Dari sisi multifinance syariah, muncul tren peralihan transaksi keuangan dari konvensional ke digital selama pandemi. Karenanya, perlu ada penyesuaian model bisnis yang lebih efisien. Sementara dari sisi pasar modal syariah, perlu adanya dukungan pemerintah untuk pengembangan layanan sharia online trading system (SOTS). Hal ini dikarenakan kelambatan pertumbuhan investor saham syariah dibanding investor konvensional.
Baik fintech syariah maupun lembaga keuangan syariah, keduanya punya isu sama berkaitan dengan regulasi. Yaitu persoalan standardisasi, pengembangan regulasi, dan inovasi produk baru.

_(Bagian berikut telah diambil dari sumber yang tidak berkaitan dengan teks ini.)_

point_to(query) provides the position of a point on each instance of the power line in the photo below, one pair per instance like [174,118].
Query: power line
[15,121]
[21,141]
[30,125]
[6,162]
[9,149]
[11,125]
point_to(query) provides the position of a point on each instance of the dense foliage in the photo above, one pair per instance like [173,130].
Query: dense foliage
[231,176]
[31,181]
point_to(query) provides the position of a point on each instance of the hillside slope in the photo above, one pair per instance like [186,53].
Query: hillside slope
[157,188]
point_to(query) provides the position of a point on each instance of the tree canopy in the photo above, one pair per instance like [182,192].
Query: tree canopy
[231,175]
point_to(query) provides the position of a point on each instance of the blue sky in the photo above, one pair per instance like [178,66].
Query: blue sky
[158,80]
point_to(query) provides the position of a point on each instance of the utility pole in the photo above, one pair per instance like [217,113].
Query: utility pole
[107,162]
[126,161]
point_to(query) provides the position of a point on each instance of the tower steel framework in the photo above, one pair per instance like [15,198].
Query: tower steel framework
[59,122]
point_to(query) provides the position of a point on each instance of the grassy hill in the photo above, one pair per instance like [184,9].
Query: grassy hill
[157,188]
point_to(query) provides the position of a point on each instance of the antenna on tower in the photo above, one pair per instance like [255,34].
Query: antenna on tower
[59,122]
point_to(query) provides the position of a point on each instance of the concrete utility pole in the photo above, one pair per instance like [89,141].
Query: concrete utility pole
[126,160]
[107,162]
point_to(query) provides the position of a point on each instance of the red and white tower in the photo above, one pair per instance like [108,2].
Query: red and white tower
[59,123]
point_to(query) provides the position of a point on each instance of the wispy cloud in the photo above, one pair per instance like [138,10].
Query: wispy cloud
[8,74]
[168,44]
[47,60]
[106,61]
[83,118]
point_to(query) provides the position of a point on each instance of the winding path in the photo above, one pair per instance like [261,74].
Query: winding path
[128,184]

Keterbatasan regulasi ini bisa menghambat langkah lembaga keuangan syariah untuk bisa mengadopsi model bisnis baru, seperti tren desentralisasi dan privasi.

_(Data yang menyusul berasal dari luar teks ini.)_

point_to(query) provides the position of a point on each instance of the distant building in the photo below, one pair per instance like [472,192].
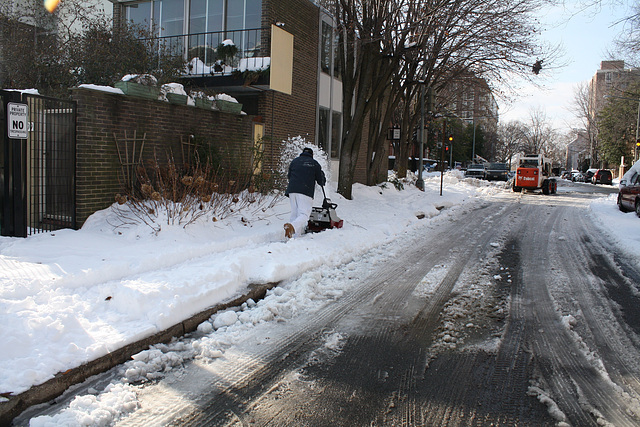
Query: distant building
[578,153]
[282,71]
[471,99]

Infrastruktur teknologi belum secanggih konvensional
Kebanyakan sumber menyebut jika adopsi teknologi canggih di lembaga keuangan syariah (bank syariah) saat ini belum sepenuhnya merata. Untuk mengadopsi teknologi, perbankan syariah perlu investasi modal yang cukup besar. Dilihat dari sisi teknologi, kondisi bank syariah sekarang ini berbeda-beda. Melansir dari laman resmi Komite Nasional Keuangan Syariah, bank syariah kategori Unit Usaha Syariah (UUS) melekat dengan induknya. Sehingga dia sangat tergantung dengan kondisi induknya. Jika induknya bagus, maka teknologi yang dipakai oleh UUS sudah lebih maju. Sebaliknya, UUS milik BPD mengalami kesulitan dari sisi teknologi. Begitu juga dengan bank syariah yang sudah spin off. Mereka harus mengeluarkan modal besar untuk mengadopsi teknologi terbaru.

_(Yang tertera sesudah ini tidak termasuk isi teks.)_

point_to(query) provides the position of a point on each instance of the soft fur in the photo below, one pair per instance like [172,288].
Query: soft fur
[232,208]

Satu hal yang perlu diperhatikan bahwa baik bank konvensional maupun syariah, keduanya sama-sama perlu mengadopsi teknologi digital sejalan dengan perubahan tren. Hanya saja, keduanya berbeda ditinjau dari sisi tujuan alias target utama yang ingin diraih. Fokus utama bank konvensional adalah mencari keuntungan sebesarnya. Sementara tujuan lembaga keuangan syariah mengadopsi teknologi adalah untuk pemerataan distribusi kekayaan kepada masyarakat.
Teknologi modern diharapkan mampu mengoptimasi produk dan layanan dari lembaga keuangan syariah. Dengan begitu ekonomi dan keuangan syariah semakin tumbuh, setidaknya sejajar dengan lembaga keuangan konvensional yang jauh lebih unggul dari sisi teknologi. Lembaga keuangan syariah diharapkan bisa lead, efisien, dan cost efektif. Pemerintah melalui Komite Nasional Keuangan Syariah (KNKS) menggandeng para stakeholder untuk pembangunan ekosistem digital syariah. Mereka membangun linkage yang mengaitkan para pelaku industri halal dengan lembaga penyaluran dana.
Jadi, pelaku industri halal bisa dengan mudah dan cepat mendapatkan pembiayaan bukan hanya dari perbankan syariah, tapi juga bisa dari fintech syariah dan lembaga keuangan syariah lainnya. Dengan begitu, masyarakat Indonesia tidak lagi memandang ekonomi dan keuangan syariah secara eksklusif, namun juga harus inklusif. Semua produk dan layanan dari lembaga keuangan syariah dengan mudah menjangkau seluruh segmen ekonomi di masyarakat, bahkan hingga ke pelosok area.